In February 2013 the much anticipated album "Sephardic Legacy" sees the light of day, a celebration of the music and song of the Sephardic Jews in the Eastern and Western Mediterranean.

Working with the group Solatge on a repertoire of traditional music from the historic territories of Aragon, the album Deria has won several awards: Best Folk Album 2009 COM "F"; Best Folk Album Catalunya Radio programme, Hydrogen; and several weeks in the WCME's prestigious ranking of Best Folk Music Groups in the World. Their second album Lo testament was released in October 2013 winning the award Best Folk Album 2013, again from COM.

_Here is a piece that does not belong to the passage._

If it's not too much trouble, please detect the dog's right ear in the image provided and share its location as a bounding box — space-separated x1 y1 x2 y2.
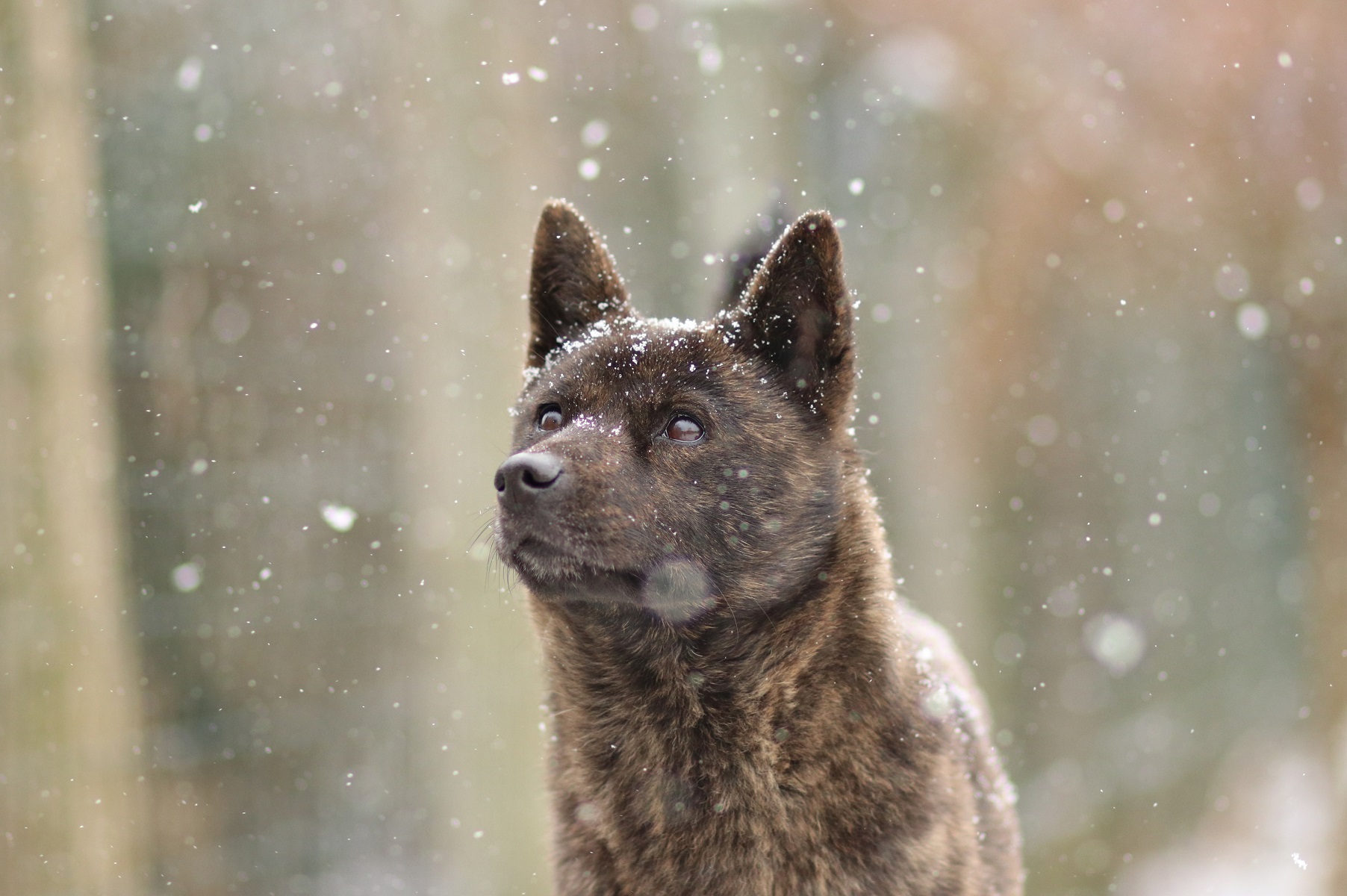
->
528 199 632 367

Since January 2020 she serves as director of the International Centre of Medieval Music in Valencia.

== Discography ==
- Cendraires - "Cendraires" (Sonifolk, 1998)
- L'Ham de Foc - "U" (Sonifolk, 1999)
- L'Ham de Foc - "Cançó de Dona i Home" (Sonifolk, 2002)
- L'Ham de Foc - "Cor de Porc" (Galileo, 2005)
- Aman Aman - "Música i Cants Sefardís d´Orient i Occident"(Galileo, 2006)
- Al Andaluz project - "Deus et Diabolus" (Galileo, 2007)
- Mara Aranda & Solatge - "Dèria" (Galileo, 2009)
- Al-Andaluz Project - "Al Maraya" (Galileo, 2010)
- Artaica - "Nits cosies" (Temps Record, 2010)
- Abuab-Al Andaluz/Live in Munich (Galileo, 2011)
- Al Andaluz project - "Salam" (Galileo, 2013)
- Sephardic Legacy (Bureo músiques, 2013)
- Mara Aranda & Solatge - "Lo Testament" (Bureo músiques, 2013)
- "Mare Vostrum" (Picap, 2015)
- Sefarad en el Corazón de Marruecos (2016)
- Sefarad en el corazõn de Turquīa (2019)
- Sefarad en el corazõn de Grecia (2023)

==Collaborations==

- David Cervera on his album Talaud (EMI-UPC, 2000). Tracks: Voramar and Nunat.
- Miquel Gil on his album Orgànic (Sonifolk, 2001). Tracks: Cançó dels traginers.
- Med'set Orkestra on their album Homónimo (2007). Tracks: La tarara y La puerta.
- Aljub+Krama on their album Afluències (Picap, 2009). Tracks: Mar de verí, L'olivera, Asteri and Taksidi.
- Luigi Cinque Project on their album Alentejo Story Concert (2009). Tracks: Yo me levantaría and El pandero.
- Aljub on their album Portes (Picap, 2010). Tracks: T'adormires a la meua ombra.
- Taray on their album Folkresort (Tres fronteras, 2010). Tracks: La candela.
- Capella de Ministrers on their album Els viatges de Tirant lo Blanch (2010). Tracks: Magnificat/Megalini.
- Obrint Pas on their album Coratge (2011). Tracks: Jota Valenciana and Al país de l'olivera.
- Capella de Ministrers on their album El Circle de la Vida (2012). Tracks: Epitafi de Sikilos.
- Capella de Ministrers on their album La cité des dames (2013). Tracks: 'Mareta'.
- Capella de Ministrers on their album La música encerrada (2014).